The Financial Supervisory Commission (FSC) has proposed to prepare for an enhanced solvency regime for insurers in three phases over the next five years.
The move to adopt the new Insurance Capital Standard (ICS 2.0), to be implemented in 2026, is credit positive for Taiwanese insurers as it would encourage insurers to raise capital or reduce dividends given higher capital requirements expected upon implementation, says Moody’s Investors Service.

Mr Kelvin Kwok, analyst, Financial Institutions Group, Moody’s Investors Service, said, “Required capital on life insurance business is likely to greatly increase, because insurers will have to calculate insurance reserves using market interest rates as discount rates instead of the high historical lock-in rates under current practice. In response, we expect insurers to continue to sell products with lower guarantee rates to mitigate additional capital requirements.”

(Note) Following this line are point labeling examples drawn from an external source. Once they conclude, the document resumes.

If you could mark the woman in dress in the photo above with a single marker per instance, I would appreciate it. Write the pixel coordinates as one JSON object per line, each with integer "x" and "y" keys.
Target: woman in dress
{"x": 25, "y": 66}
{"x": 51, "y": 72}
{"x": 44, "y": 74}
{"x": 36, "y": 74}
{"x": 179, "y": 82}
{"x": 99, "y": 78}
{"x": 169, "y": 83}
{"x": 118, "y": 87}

According to the proposed timetable, 2020-2021 is the first phase involving “on-site trial calculations” of solvency. The period from 2022 to 2024 is the second phase which is the parallel testing period. 2025 is the third phase when insurers prepare for integration of the new system and allows them to carry out inspection of all relevant operations. The implementation of ICS 2.0 is in line with the implementation schedule of IFRS 17.

The FSC proposed that life insurance companies adjust their insurance policies and investment strategy to comply with new international standards on insurers’ solvency.

Stricter requirement

The regulator said that ICS 2.0 would be stricter than the current risk-based capital (RBC) calculation, as under the new rules insurers would need to evaluate their assets and liabilities at fair value every six months, while the RBC calculation allows insurers to adopt a mixed approach, according to a report in The Taipei Times.

Local insurers, which provide long-term insurance products, such as 30-year policies or wholelife insurance, might have difficulty calculating their liabilities on a fair-value basis, as it could be challenging to select the discount rate for their future payment of pension benefits, Insurance Bureau Director-General Ms Shih Chiung-hwa said at a news conference.

Insurance companies are expected to refrain from selling 30-year or whole life insurance products after ICS takes effect, which would be a major change for the local industry, the FSC said.

“As insurers would want to prevent volatility in the valuation of their assets to meet ICS standards, we expect them to prefer investing in fixed-income products rather than equities,” a commission official said.

If an insurer’s ICS ratio does not meet the standard of 100%, it would be considered to have inadequate capital and required to inject new funds, a move similar to the requirement for insurers whose RBC ratio is lower than 200%, Ms Shih said.

The commission would ask all insurers to re-evaluate their assets and liabilities based on ICS this year and next year, after which it would determine whether to implement the global standards with moderate modifications, she said.